THE TALE OF THE LOST LAND
CHAPTER 17: A ROYAL BANQUET
Madame, seeing me pacific and unresentful, no doubt judged that
I was deceived by her excuse; for her fright dissolved away, and
she was soon so importunate to have me give an exhibition and kill
somebody, that the thing grew to be embarrassing. However, to my
relief she was presently interrupted by the call to prayers. I will
say this much for the nobility: that, tyrannical, murderous,
rapacious, and morally rotten as they were, they were deeply and
enthusiastically religious. Nothing could divert them from the
regular and faithful performance of the pieties enjoined by the
Church. More than once I had seen a noble who had gotten his
enemy at a disadvantage, stop to pray before cutting his throat;
more than once I had seen a noble, after ambushing and despatching
his enemy, retire to the nearest wayside shrine and humbly give
thanks, without even waiting to rob the body. There was to be
nothing finer or sweeter in the life of even Benvenuto Cellini,
that rough-hewn saint, ten centuries later.
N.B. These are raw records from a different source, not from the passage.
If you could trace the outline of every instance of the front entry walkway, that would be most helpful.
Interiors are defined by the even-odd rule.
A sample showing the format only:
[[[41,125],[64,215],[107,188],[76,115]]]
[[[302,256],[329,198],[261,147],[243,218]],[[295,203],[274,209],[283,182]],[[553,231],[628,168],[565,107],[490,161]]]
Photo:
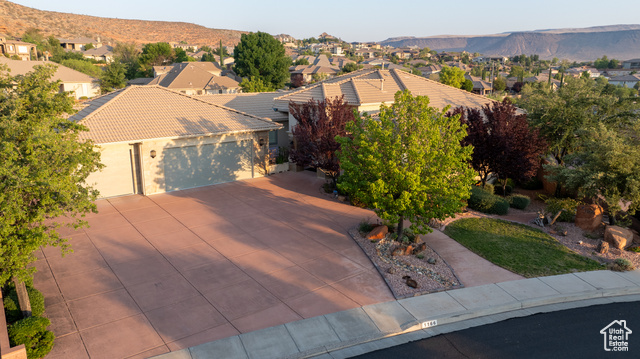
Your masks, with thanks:
[[[347,230],[373,212],[283,173],[97,202],[74,252],[41,251],[48,358],[150,357],[393,300]]]

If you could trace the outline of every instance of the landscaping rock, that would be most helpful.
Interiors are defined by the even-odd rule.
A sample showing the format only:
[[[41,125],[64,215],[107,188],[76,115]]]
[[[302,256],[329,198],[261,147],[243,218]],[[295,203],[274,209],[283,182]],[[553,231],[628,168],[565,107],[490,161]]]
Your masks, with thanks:
[[[404,255],[410,256],[411,254],[413,254],[413,246],[408,245],[407,248],[404,249]]]
[[[427,244],[422,242],[420,244],[418,244],[414,249],[413,249],[413,254],[418,254],[422,251],[424,251],[425,249],[427,249]]]
[[[600,243],[598,243],[598,248],[596,250],[600,254],[606,254],[609,251],[609,243],[605,241],[600,241]]]
[[[367,234],[367,239],[383,239],[387,235],[387,233],[389,233],[389,228],[387,228],[387,226],[377,226],[376,228],[371,230],[369,234]]]
[[[607,226],[604,230],[604,240],[614,248],[624,249],[633,241],[633,232],[618,226]]]
[[[582,230],[594,232],[602,224],[602,207],[595,204],[583,204],[576,209],[576,226]]]

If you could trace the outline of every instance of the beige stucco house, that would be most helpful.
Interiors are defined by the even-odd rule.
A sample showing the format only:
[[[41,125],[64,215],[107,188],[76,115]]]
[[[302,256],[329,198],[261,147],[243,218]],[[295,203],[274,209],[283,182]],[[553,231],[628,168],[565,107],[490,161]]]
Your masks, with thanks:
[[[76,99],[92,98],[100,94],[98,79],[82,72],[70,69],[50,61],[19,61],[0,56],[0,64],[7,65],[11,75],[24,75],[32,72],[36,65],[54,65],[57,67],[53,80],[60,81],[60,92],[69,92]]]
[[[105,168],[101,197],[150,195],[264,176],[269,132],[282,125],[161,86],[129,86],[71,119],[89,128]]]
[[[359,112],[376,113],[380,110],[380,105],[391,105],[396,92],[403,90],[411,91],[414,96],[428,96],[430,105],[436,108],[444,108],[445,106],[481,107],[493,102],[484,96],[412,75],[402,70],[364,69],[276,97],[273,101],[273,108],[288,114],[290,131],[297,123],[296,119],[289,114],[290,102],[306,103],[311,99],[322,101],[327,98],[344,96],[346,103]]]

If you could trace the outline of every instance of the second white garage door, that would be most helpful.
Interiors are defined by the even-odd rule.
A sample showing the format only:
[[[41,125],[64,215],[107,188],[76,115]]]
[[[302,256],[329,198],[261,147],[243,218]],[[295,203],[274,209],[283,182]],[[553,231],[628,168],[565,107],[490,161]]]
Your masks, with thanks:
[[[166,191],[253,178],[252,141],[166,148]]]

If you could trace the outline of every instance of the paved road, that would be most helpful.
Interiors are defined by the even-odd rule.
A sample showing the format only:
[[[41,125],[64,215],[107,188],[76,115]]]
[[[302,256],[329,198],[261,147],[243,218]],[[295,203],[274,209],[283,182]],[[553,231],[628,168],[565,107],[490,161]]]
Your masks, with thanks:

All the nobles of
Britain, with their families, attended divine service morning and
night daily, in their private chapels, and even the worst of them
had family worship five or six times a day besides. The credit
of this belonged entirely to the Church. Although I was no friend
to that Catholic Church, I was obliged to admit this. And often,
in spite of me, I found myself saying, "What would this country
be without the Church?"
After prayers we had dinner in a great banqueting hall which was
lighted by hundreds of grease-jets, and everything was as fine and
lavish and rudely splendid as might become the royal degree of the
hosts. At the head of the hall, on a dais, was the table of the
king, queen, and their son, Prince Uwaine. Stretching down the hall
from this, was the general table, on the floor. At this, above
the salt, sat the visiting nobles and the grown members of their
families, of both sexes,--the resident Court, in effect--sixty-one
persons; below the salt sat minor officers of the household, with
their principal subordinates: altogether a hundred and eighteen
persons sitting, and about as many liveried servants standing
behind their chairs, or serving in one capacity or another. It was
a very fine show. In a gallery a band with cymbals, horns, harps,
and other horrors, opened the proceedings with what seemed to be
the crude first-draft or original agony of the wail known to later
centuries as "In the Sweet Bye and Bye." It was new, and ought
to have been rehearsed a little more. For some reason or other
the queen had the composer hanged, after dinner.